Back when I worked at Google, from 2006-2011, I spent many a December on my 20% project, the Santa Tracker. In those days, the tracker was a joint collaboration with NORAD, with the Googlers focused on making the map that showed Santa's journey across the world. I was brought in for my expertise with the Google Maps API (as my day job was Maps API advocacy), and our small team also included an engineer, an SRE, and a marketing director. It was a formative experience for me, since it was my first time working directly on a consumer-facing website. Here are the three incidents that stuck with me the most...
Nearly crashing Google's servers
Here's what the tracker map looked like:
The marker is a Santa icon, it's positioned on top of his current location, and there's a sparkly trail showing his previous locations, so that families could see his trajectory.
We programmed the map so that Santa's moves were coordinated globally: we knew ahead of time when Santa should be in each location, and when the browser time ticked forward to a matching time, the Santa marker hopped to its next location. If 1 million people had the map open, they'd all see Santa move at the same time.
That hop was entirely coded in JavaScript, just a re-positioning of map markers, so it shouldn't have affected the Google servers, right? But our SRE was seeing massive spikes in the server's usage graphs every 5 minutes, during Santa's hops, and was very concerned the servers wouldn't be able to handle increased traffic once the rest of the world tuned in (Santa always started in Australia/Japan and moved west).
So what could cause those spikes? We thought at first it could be the map tiles, since some movements could pan the map enough to load in more tiles... but our map was fairly zoomed out, and most nearby tiles would have been loaded in already.

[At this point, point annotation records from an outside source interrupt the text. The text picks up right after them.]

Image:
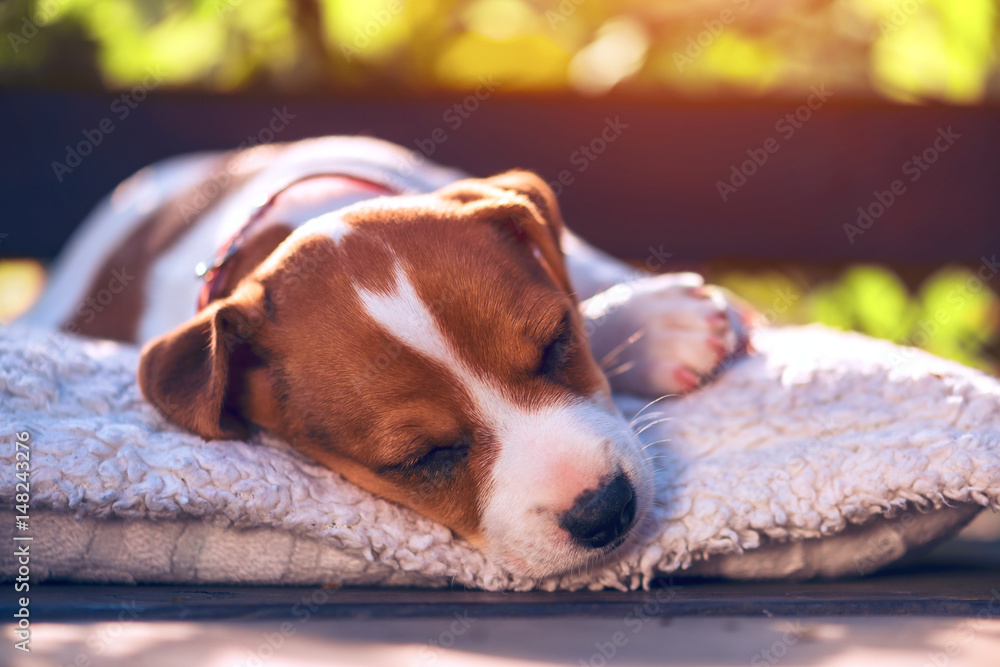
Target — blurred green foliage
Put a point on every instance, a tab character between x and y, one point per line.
953	313
909	50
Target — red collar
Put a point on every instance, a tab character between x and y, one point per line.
213	274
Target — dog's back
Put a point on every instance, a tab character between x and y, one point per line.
129	271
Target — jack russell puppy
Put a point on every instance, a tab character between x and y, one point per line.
436	339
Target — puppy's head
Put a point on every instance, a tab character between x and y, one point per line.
430	349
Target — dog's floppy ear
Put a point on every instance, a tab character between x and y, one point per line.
523	205
196	374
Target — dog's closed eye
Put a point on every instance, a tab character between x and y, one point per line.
557	352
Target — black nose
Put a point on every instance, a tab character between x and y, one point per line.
601	516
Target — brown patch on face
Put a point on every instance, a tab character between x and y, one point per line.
318	371
129	264
386	416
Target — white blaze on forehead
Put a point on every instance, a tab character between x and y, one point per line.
547	455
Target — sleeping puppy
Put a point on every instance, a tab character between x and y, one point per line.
436	339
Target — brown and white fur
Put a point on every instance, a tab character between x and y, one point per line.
438	347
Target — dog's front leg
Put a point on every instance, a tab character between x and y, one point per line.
653	335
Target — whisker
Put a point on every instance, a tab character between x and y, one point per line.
652	424
652	403
618	370
655	442
651	415
615	351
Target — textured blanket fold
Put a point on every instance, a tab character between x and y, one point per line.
824	454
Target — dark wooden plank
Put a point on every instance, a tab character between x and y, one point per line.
924	592
653	186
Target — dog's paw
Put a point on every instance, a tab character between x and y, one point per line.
664	334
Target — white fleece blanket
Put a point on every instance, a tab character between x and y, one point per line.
826	453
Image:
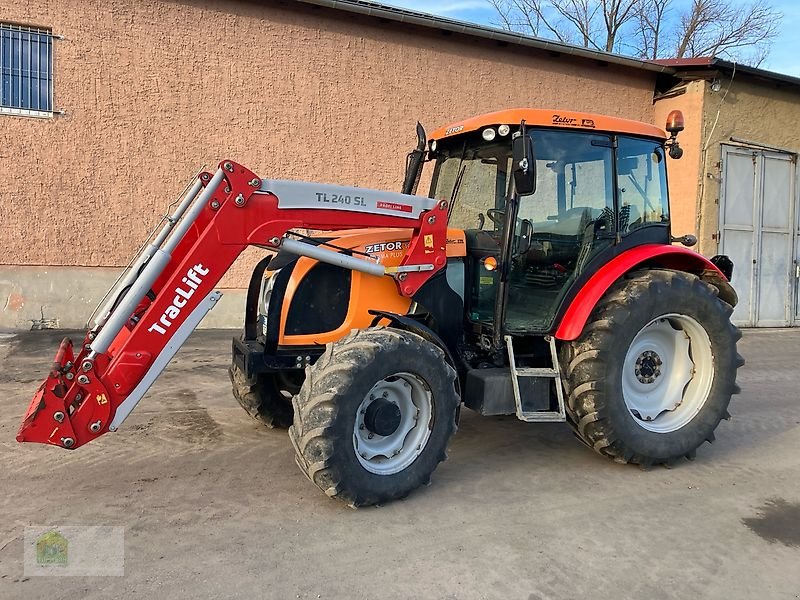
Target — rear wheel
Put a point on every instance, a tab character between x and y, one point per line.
374	416
267	398
652	375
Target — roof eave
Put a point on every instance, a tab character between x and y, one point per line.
410	17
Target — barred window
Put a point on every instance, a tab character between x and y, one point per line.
26	70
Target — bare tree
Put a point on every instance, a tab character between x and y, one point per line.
649	28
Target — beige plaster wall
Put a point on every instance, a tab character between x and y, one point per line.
758	112
152	89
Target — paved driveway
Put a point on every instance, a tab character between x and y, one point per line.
213	506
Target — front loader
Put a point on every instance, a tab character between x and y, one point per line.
538	279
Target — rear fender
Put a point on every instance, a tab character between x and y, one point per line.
658	255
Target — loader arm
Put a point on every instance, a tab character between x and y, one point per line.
169	288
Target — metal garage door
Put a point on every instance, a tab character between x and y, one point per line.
757	227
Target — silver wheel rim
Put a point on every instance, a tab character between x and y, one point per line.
390	454
668	372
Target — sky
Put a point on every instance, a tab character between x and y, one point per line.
783	58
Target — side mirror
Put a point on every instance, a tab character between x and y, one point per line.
414	163
524	164
675	125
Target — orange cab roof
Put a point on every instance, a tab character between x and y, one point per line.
538	117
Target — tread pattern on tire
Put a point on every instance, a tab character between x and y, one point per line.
586	361
316	409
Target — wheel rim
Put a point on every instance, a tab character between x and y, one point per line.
668	372
391	453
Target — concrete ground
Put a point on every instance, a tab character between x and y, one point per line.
213	505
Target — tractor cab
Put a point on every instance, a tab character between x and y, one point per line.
596	186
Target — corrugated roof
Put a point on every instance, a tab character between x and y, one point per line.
711	63
411	17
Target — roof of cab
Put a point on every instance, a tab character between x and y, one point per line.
538	117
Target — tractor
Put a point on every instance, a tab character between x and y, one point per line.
538	278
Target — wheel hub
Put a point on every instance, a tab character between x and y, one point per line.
382	417
648	366
393	424
667	373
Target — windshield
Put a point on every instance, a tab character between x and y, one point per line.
574	169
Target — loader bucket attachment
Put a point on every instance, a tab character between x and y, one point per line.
169	286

It was the sparkly trail! My brilliant addition for that year was about to crash Google's servers. The trail was a collection of multiple animated GIFs, and due to the way I'd coded it, the browser made a new img tag for each of them on each hop. And, as you may have guessed by now, there were no caching headers on those GIFs, and no CDN hosting them. Every open map was making six separate HTTP requests at the exact same time. Eek!
Our SRE quickly added in caching headers, so that the browsers would store the images after initial page load, and the Google servers were happy again.
Lesson learned: Always audit your cache headers!
Leaking Santa's data
How did the map know which location Santa should visit next? Well, if a 4 year old is reading this, it sent a request to Santa's sleigh's GPS. For the rest of you, I'll reveal the amazing technology backing the map: a Google spreadsheet.
We coordinated everything via a spreadsheet, and even used scripts inside the sheet to verify the optimal ordering of locations. We needed Santa to visit each of the locations before 10 pm in the local time zone, since one of goals of the tracker is to help parents get kids to bed by showing them that Santa's on his way. That meant a lot of zig zagging north to south, and some back and forth zig zagging to accomodate for time zone differences across countries.
We published that spreadsheet, so that the webpage could fetch its JSON feed. I think there were some years that we converted the spreadsheet to a straight JSON object in a js file, but there was at least one year where we fetched the sheet directly. That gave us the advantage of being able to easily update the data for users loading the map later.
We worried a bit that someone would see the spreadsheet and publish the locations, spoiling the surprise for fellow map watchers, but would someone really want to ruin the magic of Xmas like that?
Yes, yes, they would! We discovered somehow (perhaps via a Google alert) that a developer had written a blog post in Japanese describing their discovery of Santa's future locations in a neatly tabulated format. Fortunately, the post attracted little attention, at least in the English-speaking news that we could see.
Lesson learned: Security by obscurity doesn't work if your code and network requests can be easily viewed.
Angering an entire country with my ignorance
This is the most embarrassing, so please try to forgive me.
Background: I grew up in Syracuse, New York. I have fond memories of taking road trips with my family to see Niagara Falls in Toronto. The falls were breathtaking every time.
Fast forward 15 years: I'd been monitoring the map for 20 hours by the time Santa made it to the Americas, so I was pretty tired. I spent a lot of those hours responding to emails sent to Santa, mostly from adorable kids with their wishlists, but also a few from parents troubleshooting map issues. I loved answering those emails as PamElfa, my elf persona.
Suddenly, after Santa hopped to Toronto, we got a flood of angry emails. Why, they rightly wanted to know, did the info window popup say "Toronto, US" instead of "Toronto, CA"?
Oops. I had apparently managed to become a full-grown adult without realizing that Toronto is in an entirely different country. I hadn't remembered border crossing in my memories, so I had come to think that Toronto was in New York, or that at least half of it was. (How would that even work?? Sigh.)
I fixed that row in the data, but thousands had already seen the error of my ways, so I spent hours sending apology emails to justifiably upset Canadians (many of whom were quite kind about my mistake). So sorry, again, Canada!
Lesson learned: Double-check geopolitical data, especially when it comes to what cities belong to what countries.